In the 1920s under Boyd Orr’s leadership, the Rowett Institute did some important and pioneering work with its "milk in schools" experiment – which led subsequently to legislation in Scotland to provide milk for school children, an initiative later followed by the rest of the UK.
In a major study, Food Health and Income, published in 1936 Boyd Orr and his colleagues classified the UK population into six groups according to income, then estimated the adequacy of the diet consumed by each of the groups. The study established that more than a third of the population (the poorest third) did not enjoy a diet that was up to the "health standard", with the main reason being their inadequate purchasing power.

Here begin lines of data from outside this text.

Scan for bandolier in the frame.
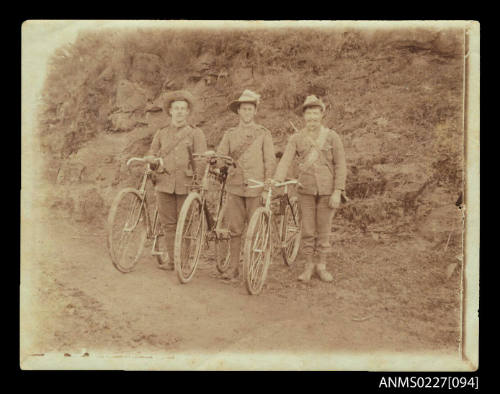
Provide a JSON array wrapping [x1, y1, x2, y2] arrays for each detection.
[[147, 90, 207, 269], [274, 95, 346, 282], [216, 90, 276, 280]]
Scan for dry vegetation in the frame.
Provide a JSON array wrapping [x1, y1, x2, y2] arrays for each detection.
[[38, 27, 464, 238]]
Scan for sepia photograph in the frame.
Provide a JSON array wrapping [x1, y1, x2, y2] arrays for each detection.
[[21, 20, 479, 371]]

The Carnegie Trustees, driven by their concern for the "improvement of the well-being of the masses" became keenly interested in Boyd Orr’s work and concluded that a further and more extensive inquiry would be valuable, funding the Rowett team to the sum of £15,000 to look deeper.

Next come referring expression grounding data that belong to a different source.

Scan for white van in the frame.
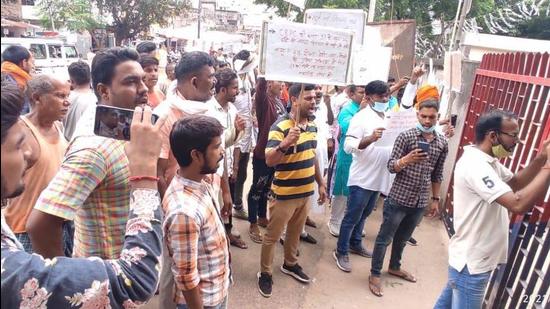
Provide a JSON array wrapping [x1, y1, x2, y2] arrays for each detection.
[[1, 37, 81, 80]]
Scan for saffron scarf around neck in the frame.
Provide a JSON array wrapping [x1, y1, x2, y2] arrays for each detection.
[[1, 61, 31, 89]]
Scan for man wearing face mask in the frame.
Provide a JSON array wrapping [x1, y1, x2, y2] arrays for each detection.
[[434, 110, 550, 309], [368, 99, 449, 297], [27, 48, 149, 259], [333, 80, 393, 273]]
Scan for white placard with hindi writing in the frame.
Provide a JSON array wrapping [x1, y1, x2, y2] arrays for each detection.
[[259, 21, 353, 85], [376, 110, 418, 147], [351, 45, 392, 85], [304, 9, 366, 46]]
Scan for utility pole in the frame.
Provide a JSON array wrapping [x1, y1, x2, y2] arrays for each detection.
[[197, 0, 202, 39], [449, 0, 472, 51], [367, 0, 376, 22]]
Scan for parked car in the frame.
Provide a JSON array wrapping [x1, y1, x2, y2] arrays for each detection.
[[1, 37, 80, 80]]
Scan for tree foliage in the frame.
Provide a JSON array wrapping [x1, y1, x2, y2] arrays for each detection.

Between 1937 and 1939, a more detailed study was carried out of thirteen hundred families throughout England and Scotland, involving nearly 8,000 people in 16 locations. This was hailed as the "largest empirical inquiry hitherto attempted in Britain into the relationship between health and diet."

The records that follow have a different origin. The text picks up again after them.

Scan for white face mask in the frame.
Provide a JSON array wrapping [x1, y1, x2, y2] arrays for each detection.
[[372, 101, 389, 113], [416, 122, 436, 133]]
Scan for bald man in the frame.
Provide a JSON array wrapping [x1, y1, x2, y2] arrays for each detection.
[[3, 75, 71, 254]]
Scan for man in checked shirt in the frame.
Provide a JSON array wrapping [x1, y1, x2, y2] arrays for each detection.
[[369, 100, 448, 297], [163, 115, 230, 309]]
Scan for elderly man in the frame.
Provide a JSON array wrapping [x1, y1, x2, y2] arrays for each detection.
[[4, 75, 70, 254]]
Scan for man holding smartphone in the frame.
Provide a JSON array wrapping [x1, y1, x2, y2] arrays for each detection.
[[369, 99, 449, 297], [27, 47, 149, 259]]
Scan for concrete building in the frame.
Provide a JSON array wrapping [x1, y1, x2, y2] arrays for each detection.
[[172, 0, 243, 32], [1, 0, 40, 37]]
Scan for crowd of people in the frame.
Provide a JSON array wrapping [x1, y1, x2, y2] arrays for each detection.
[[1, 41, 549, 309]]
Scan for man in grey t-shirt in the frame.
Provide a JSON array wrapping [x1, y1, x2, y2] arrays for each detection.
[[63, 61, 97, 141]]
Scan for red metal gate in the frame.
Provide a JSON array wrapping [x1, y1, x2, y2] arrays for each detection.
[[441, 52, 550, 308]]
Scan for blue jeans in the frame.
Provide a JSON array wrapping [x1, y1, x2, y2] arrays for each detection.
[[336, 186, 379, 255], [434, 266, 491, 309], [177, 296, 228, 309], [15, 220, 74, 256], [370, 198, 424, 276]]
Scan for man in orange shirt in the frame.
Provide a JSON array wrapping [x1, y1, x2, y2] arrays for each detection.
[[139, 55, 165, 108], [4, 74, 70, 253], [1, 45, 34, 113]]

The work had only just been completed when the Second World War broke out.
All was not lost however. Evidence from the Rowett Carnegie Survey was key to the development of a progressive and effective food policy for Britain at war, based on the nutritional needs of different groups. Lord Woolton, the wartime Minister of Food, subsequently pointed out that the Rowett Carnegie Survey’s evidence on food consumption at different income levels was of great importance in evolving wartime food policy. Boyd Orr himself observed that "in spite of the acute food shortages, the women and children of the poorer classes were healthier at the end of the war than at the beginning of it."
Boyd Orr was a key figure in the "nutrition campaign" which transformed attitudes and aspired to bring a diet adequate for health within the reach of the poorest. Academics from various disciplines worked alongside politicians and administrators to inform public opinion, to support rationing and to influence the Ministry of Food.
Boyd Orr recalled graphically that:
"The result of this movement was seen during the war when a well informed public opinion approved and helped to get carried into effect a rationing system which gave priority for milk and eggs to mothers and children and ensured that when a cargo of oranges came in, a millionaire could not get one until the poorest child in the slums had got sufficient for its needs."
In the end the Rowett Carnegie Survey was published in 1955 as Family Diet and Health in Pre-War Britain. It was both an historical record of the state of nutrition at the start of the war and a key influence in driving future policy. In 1955 the relationships between food and health "and the social evils which lead to poor nutrition" were still of fundamental importance. The authors of the Survey pointed out that "Food habits in this country have undergone a revolution since the Survey was made". They sounded a note of caution however, concerned that the end of food rationing might mean that "income will again become one of the chief determinants of levels of nutrition."
Boyd Orr retired from the Rowett Institute at the end of the war but he remained very active, campaigning for world peace and taking up office as the first Director of the Food and Agriculture Organisation. He was awarded the Nobel Peace Prize in 1949 and in the same year was elevated to the peerage as Baron Boyd Orr of Brechin.